# FS: CV Maju Green Arowana 14"



## skrick (Apr 25, 2010)

Selling my CV Maju Green Arowana pristine condition and eats everything from Hikari pellets and loves prawn and smelt too very easy to feed and very nice fish REDUCED $300 pics coming comes with 
certificate originally paid 400$ under 12"
http://i729.photobucket.com/albums/ww294/skrickett/IMG_8599.jpg


----------



## Adz1 (Apr 21, 2010)

wanna trade for a couple of rays i got from charles a few months ago?
male,








female,


----------



## skrick (Apr 25, 2010)

Im trying to get enough money together for my new tank and I have too many rays right now plus a female expecting lol Thanks Though and they are pretty nice and fat you did a n ice job


----------



## hondas3000 (Apr 22, 2010)

skrick said:


> Im trying to get enough money together for my new tank and I have too many rays right now plus a female expecting lol Thanks Though and they are pretty nice and fat you did a n ice job


Your female should be due anytime now.

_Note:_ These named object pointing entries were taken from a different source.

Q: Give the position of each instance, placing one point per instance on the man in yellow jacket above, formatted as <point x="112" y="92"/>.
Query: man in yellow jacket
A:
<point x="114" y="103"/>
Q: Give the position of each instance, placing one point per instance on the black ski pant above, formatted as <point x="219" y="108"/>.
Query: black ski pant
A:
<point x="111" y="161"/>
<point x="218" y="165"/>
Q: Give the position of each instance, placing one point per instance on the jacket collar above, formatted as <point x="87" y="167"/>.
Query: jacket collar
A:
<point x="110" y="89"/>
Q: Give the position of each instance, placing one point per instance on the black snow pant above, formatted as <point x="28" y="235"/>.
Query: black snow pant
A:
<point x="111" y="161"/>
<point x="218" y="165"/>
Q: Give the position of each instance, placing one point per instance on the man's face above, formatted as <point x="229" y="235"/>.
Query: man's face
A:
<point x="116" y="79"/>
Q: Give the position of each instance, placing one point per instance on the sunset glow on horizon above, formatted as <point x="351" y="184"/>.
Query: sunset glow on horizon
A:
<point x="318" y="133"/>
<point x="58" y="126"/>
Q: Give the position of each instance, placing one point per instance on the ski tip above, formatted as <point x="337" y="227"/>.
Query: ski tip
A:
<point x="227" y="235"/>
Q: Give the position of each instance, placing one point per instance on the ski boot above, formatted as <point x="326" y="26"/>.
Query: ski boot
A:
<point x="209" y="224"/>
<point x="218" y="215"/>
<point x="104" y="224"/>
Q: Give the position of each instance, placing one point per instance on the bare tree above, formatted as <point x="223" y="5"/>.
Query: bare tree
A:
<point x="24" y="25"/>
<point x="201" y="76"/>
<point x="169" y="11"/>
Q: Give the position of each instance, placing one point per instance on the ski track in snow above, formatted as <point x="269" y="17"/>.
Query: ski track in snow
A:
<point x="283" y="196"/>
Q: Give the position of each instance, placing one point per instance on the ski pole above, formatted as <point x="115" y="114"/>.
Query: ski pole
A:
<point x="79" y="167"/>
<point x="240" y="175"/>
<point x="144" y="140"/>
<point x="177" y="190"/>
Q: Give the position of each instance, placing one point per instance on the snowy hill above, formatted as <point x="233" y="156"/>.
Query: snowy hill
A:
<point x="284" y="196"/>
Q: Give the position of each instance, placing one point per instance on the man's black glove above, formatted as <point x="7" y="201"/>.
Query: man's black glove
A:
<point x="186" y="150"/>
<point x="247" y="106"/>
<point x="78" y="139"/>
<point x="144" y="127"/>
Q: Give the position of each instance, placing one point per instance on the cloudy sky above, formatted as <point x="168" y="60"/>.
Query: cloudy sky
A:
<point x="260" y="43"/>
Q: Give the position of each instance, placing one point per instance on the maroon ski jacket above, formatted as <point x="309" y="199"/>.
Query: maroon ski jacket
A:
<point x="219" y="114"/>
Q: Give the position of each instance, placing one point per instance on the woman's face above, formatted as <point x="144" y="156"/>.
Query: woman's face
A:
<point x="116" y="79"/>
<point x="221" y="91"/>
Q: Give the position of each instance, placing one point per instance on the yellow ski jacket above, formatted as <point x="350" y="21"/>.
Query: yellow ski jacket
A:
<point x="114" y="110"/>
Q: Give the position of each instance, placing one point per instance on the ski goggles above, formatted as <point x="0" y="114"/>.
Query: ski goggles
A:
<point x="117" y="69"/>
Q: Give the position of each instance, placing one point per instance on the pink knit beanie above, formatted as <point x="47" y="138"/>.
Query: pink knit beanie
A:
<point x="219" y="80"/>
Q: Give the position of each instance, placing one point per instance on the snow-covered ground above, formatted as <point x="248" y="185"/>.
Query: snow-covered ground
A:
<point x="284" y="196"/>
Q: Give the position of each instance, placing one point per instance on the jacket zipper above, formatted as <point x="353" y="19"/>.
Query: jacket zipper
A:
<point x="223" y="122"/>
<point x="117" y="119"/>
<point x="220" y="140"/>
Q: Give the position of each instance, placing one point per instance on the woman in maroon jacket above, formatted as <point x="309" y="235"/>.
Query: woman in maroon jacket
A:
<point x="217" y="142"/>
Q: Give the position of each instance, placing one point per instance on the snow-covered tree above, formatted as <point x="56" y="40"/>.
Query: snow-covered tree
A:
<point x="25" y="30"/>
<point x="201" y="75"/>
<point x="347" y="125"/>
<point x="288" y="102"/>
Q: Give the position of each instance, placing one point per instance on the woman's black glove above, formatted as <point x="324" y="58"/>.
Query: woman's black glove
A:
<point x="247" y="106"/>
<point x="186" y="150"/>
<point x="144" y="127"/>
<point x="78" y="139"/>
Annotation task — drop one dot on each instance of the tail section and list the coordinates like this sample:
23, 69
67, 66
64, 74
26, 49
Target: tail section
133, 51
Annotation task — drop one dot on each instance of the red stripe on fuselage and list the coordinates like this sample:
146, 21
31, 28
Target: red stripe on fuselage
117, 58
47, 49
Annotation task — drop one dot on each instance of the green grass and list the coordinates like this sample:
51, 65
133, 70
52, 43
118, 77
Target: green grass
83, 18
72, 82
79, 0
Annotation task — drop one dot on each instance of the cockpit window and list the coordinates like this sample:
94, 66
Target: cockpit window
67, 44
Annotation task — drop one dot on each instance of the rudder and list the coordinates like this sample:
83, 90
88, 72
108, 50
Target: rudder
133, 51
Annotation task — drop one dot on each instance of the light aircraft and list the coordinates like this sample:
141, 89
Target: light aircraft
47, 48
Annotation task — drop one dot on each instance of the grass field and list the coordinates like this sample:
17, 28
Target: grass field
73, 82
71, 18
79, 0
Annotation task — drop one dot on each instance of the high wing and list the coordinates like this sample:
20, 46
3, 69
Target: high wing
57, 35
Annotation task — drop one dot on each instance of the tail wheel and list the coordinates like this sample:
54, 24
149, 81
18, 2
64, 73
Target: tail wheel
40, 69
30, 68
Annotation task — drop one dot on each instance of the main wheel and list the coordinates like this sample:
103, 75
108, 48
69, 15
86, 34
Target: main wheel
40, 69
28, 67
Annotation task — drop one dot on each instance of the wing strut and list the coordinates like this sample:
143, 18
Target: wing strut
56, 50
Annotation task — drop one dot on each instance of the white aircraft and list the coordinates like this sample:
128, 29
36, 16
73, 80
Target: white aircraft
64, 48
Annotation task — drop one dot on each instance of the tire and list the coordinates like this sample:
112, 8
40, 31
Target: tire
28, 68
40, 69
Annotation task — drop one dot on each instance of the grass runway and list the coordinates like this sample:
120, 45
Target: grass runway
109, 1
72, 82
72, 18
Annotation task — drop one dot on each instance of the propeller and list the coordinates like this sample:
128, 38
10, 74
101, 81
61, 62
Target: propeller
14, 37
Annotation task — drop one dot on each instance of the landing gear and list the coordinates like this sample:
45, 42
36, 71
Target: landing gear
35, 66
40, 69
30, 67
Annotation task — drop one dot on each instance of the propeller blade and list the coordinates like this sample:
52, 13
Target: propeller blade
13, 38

If you notice she is not eating, then get ready.


----------



## Brisch (May 13, 2010)

wow, you can breed almost anything eh, Rob!


----------



## skrick (Apr 25, 2010)

She still eats like I've never seen before its kinda disturbing I think she might explode


----------



## skrick (Apr 25, 2010)

New price 300$ has to go great arowana at an amazing price vey nice emerald color appearing


----------



## skrick (Apr 25, 2010)

Arowana is sold


----------



## alex (Aug 16, 2012)

u still sell your black arowana fish where u leave or give me call 778 245 9777


----------



## Foxtail (Mar 14, 2012)

Hey Alex... Pay attention bud. First, the posts are dated, this ad is old... Second, the last post says sold, lol

Sent from my SGH-T959D using Tapatalk 2


----------



## alex (Aug 16, 2012)

where your location or can u give me phone number ?


----------



## alex (Aug 16, 2012)

ok thank buddy im verry newbie :bigsmile:


----------



## Bluebarry (Dec 26, 2010)

and pretty sure this ad was for a green aro he was selling.. not a black one.. lol..


----------